Tuco (Eli Wallach), a loquacious but lethal bandit, is The Ugly. Clint, referred to as Blondie by Tuco, is The Good. This is less than it implies, since it only means that he kills out of self defense instead of for pleasure or profit. Which brings us to The Bad, (Lee Van Cleef), a.k.a. Angel Eyes, who needs little motive to kill.
All three characters are after the same thing, 200K in gold, buried in a grave at a cemetery. Blondie knows the name of the grave. Tuco knows the name of the cemetery. And because he tortured Tuco to get the information, Angel Eyes also knows the cemetery. Because it's a movie, all three killers end up at the same cemetery at the same time. Who will draw first?

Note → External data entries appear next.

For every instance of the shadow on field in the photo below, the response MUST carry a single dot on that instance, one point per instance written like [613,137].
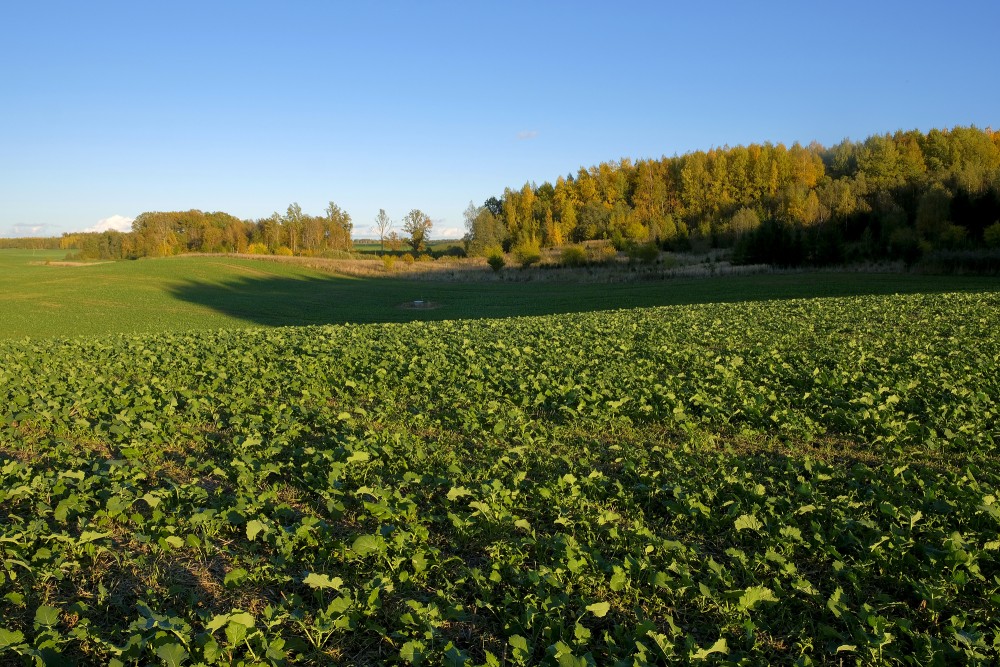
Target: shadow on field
[282,301]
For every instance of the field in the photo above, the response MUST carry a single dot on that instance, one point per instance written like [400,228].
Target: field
[203,293]
[779,481]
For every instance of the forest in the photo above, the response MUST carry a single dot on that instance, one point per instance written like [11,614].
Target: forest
[895,196]
[901,196]
[159,234]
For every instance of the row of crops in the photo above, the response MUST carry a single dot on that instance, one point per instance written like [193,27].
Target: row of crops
[807,482]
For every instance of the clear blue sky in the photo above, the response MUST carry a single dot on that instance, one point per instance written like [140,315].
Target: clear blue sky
[112,108]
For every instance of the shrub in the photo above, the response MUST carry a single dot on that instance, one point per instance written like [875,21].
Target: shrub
[496,261]
[602,254]
[643,252]
[992,235]
[574,255]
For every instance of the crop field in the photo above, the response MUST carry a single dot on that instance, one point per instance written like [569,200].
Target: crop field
[800,481]
[202,293]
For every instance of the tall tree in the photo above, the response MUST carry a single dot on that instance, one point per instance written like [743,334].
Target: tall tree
[383,225]
[418,225]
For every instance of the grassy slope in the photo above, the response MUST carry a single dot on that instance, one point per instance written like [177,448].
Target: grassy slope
[186,293]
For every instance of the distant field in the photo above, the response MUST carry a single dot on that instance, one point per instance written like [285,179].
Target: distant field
[794,482]
[191,293]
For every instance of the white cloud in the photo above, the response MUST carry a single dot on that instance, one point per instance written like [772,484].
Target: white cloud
[116,223]
[22,229]
[447,233]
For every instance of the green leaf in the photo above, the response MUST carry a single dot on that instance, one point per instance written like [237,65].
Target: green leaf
[174,541]
[320,581]
[218,622]
[172,655]
[518,642]
[754,595]
[46,616]
[412,652]
[91,536]
[10,638]
[358,457]
[366,544]
[618,579]
[234,577]
[748,522]
[599,609]
[255,528]
[243,618]
[718,647]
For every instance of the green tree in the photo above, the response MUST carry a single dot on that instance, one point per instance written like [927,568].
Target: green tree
[383,225]
[417,225]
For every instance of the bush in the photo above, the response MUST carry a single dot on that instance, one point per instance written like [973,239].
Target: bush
[527,253]
[574,255]
[643,252]
[992,235]
[496,261]
[602,254]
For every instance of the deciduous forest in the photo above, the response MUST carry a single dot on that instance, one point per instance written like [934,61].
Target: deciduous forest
[893,196]
[890,196]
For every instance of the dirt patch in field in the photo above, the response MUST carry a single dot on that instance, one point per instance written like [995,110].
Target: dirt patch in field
[419,304]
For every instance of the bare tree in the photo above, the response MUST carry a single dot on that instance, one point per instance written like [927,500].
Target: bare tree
[383,225]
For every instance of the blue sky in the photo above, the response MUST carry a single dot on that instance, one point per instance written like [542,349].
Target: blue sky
[111,109]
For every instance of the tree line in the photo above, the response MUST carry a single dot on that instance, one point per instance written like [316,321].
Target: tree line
[163,233]
[889,196]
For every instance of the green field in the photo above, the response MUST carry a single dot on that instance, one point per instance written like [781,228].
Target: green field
[192,293]
[749,478]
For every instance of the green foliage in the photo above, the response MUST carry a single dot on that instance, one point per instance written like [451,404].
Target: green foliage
[991,235]
[527,252]
[922,182]
[496,260]
[765,483]
[573,256]
[646,253]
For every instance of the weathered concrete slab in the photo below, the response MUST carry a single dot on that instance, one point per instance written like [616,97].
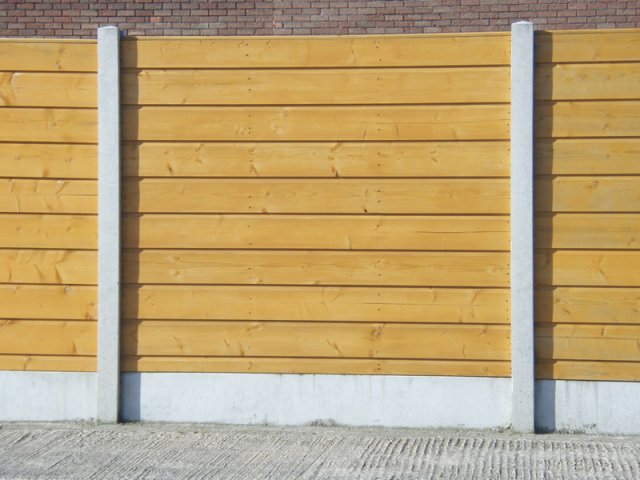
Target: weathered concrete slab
[86,451]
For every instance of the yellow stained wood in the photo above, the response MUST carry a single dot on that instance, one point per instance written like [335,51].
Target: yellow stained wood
[588,231]
[48,266]
[587,305]
[614,118]
[56,125]
[48,363]
[27,89]
[591,156]
[337,123]
[582,370]
[338,232]
[317,159]
[48,196]
[48,302]
[348,304]
[48,55]
[588,342]
[588,268]
[476,368]
[588,81]
[588,194]
[464,269]
[47,337]
[324,86]
[292,52]
[588,46]
[48,160]
[48,231]
[417,196]
[333,340]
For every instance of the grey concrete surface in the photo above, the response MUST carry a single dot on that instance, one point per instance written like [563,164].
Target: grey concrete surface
[86,451]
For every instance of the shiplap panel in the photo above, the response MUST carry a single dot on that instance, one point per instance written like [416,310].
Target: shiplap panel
[590,305]
[339,232]
[312,303]
[317,159]
[337,340]
[318,51]
[464,269]
[336,196]
[331,123]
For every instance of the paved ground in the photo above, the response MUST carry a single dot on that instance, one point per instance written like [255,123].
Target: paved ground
[196,451]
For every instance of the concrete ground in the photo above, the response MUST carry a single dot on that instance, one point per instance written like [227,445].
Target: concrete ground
[86,451]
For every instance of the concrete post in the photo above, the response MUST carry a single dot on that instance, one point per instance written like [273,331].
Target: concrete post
[108,375]
[522,319]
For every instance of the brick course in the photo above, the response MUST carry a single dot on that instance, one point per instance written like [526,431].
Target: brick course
[80,18]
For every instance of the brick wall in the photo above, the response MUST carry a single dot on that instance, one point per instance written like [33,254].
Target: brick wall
[79,18]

How others will see it. Of course, you know what happens, because you have seen the film. Practically every adult male has. At imdb.com, it has received a whopping 125,000 votes, and is currently ranked #4 on the imdb Top 250. It is the oldest movie in the top 10, aside from the overly wrought courtroom drama 12 Angry Men. Which, come to think of it, is also the only film in the top 10 with no character deaths.
Women enjoy it less, perhaps because it stars three unredeemable killers, or perhaps because there are barely any female characters (one woman spends her brief screen time getting slapped around by The Bad).

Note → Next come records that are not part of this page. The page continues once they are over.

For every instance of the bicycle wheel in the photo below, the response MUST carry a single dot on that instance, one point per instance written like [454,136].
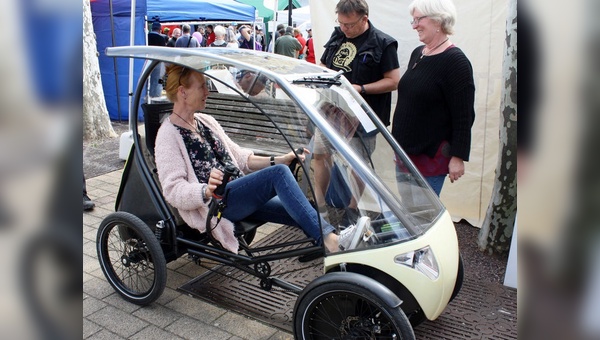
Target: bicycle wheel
[338,310]
[131,258]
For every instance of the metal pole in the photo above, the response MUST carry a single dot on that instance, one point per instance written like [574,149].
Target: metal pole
[290,13]
[131,42]
[115,65]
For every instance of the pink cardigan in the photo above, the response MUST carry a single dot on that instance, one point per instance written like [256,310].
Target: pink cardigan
[179,184]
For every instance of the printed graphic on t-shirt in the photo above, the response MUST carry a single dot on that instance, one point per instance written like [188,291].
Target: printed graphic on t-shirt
[344,56]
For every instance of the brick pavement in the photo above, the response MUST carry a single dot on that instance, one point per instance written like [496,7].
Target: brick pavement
[174,315]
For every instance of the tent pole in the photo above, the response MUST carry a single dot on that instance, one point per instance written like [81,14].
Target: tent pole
[112,30]
[131,42]
[290,13]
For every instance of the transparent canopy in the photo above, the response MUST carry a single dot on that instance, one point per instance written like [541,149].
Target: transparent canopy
[355,168]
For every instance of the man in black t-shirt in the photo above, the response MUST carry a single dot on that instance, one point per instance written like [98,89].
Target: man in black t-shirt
[369,59]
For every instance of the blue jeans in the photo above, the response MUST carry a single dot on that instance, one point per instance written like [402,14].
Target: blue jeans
[436,183]
[273,195]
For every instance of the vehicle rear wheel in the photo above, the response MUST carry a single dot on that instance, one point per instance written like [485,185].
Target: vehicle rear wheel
[131,258]
[338,310]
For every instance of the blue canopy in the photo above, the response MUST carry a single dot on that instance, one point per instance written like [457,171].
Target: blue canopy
[112,22]
[199,10]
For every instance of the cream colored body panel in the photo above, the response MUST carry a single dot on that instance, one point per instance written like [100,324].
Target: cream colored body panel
[432,296]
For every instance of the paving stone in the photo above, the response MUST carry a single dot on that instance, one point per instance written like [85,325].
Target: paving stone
[90,328]
[154,333]
[118,321]
[196,309]
[105,335]
[243,327]
[91,305]
[158,315]
[189,328]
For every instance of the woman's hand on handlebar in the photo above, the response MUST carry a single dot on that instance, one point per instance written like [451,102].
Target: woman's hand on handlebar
[215,179]
[290,156]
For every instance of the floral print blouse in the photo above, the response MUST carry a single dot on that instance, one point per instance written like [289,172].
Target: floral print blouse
[206,152]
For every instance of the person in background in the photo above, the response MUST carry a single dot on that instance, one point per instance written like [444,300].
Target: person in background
[192,150]
[260,37]
[186,39]
[278,32]
[288,45]
[436,96]
[174,36]
[246,39]
[309,49]
[88,204]
[155,38]
[368,58]
[219,37]
[230,38]
[199,35]
[298,35]
[210,35]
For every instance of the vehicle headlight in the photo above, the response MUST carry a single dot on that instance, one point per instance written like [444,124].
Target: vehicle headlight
[422,260]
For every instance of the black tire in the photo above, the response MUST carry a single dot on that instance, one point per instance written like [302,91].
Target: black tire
[339,310]
[249,236]
[50,282]
[459,278]
[131,258]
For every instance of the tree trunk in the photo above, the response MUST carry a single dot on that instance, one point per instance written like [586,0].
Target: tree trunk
[96,121]
[496,231]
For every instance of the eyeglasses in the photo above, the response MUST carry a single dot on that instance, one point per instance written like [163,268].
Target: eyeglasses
[183,70]
[349,26]
[417,20]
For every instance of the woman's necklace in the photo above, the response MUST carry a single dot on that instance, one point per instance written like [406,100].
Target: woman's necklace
[430,51]
[190,124]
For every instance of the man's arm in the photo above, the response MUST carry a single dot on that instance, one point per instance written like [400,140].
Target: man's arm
[388,83]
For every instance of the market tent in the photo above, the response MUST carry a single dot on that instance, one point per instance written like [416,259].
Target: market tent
[112,26]
[267,13]
[480,33]
[199,10]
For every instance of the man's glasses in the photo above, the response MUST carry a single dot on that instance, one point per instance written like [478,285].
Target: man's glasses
[351,25]
[417,20]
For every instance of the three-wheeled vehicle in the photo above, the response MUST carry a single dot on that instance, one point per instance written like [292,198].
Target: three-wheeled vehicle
[405,272]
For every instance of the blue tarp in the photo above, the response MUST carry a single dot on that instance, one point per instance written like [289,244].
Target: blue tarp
[114,30]
[199,10]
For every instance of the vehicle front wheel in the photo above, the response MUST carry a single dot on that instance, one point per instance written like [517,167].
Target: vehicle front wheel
[131,258]
[339,310]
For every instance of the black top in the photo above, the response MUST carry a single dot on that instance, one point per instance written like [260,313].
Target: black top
[364,59]
[436,103]
[156,39]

How I felt about it. The Good, the Bad, and the Ugly is unquestionably entertaining. And it has a highly memorable score. But what makes it a great film? Leone was confident from the commercial success of the prior two films in the Dollars trilogy, and the budget was substantially higher. The most appreciable change, however, is the presence of Eli Wallach, a comical figure despite his propensity for shooting straight and often with a handgun.
Wallach is more compelling here than Eastwood, because his character operates with complete selfishness, which makes him human. Eastwood in each Dollars movie, although to a lesser degree than in High Plains Drifter, seems otherworldly, a spirit sent here (whether from heaven or hell) to witness the death and suffering of others. And he'll dish out some of that death and suffering himself, when he feels that others deserve it.
Angel Eyes is merely cruel, a man who relishes the moment when his victim realizes that he is certain to die, or at least suffer extreme pain. He surrounds himself with men who are equally ruthless, such as Corporal Wallace (Mario Brega), who might even be more sadistic than Angel Eyes himself. But I don't think so.
Angel Eyes sees the world differently than either Tuco or Blondie. Take the Civil War, for example. Tuco or Blondie commiserate with Captain Harper (Antonio Molino Rojo, dubbed by an unknown deep-voiced actor), who wants to stop the slaughter of soldiers by removing its provocation, a strategic bridge. Tuco and Blondie look for an excuse to blow up the bridge, and make sure it is accomplished in time for Harper to appreciate. But if Angel Eyes were there and in charge, he would keep the soldiers battling until they were all dead or wounded.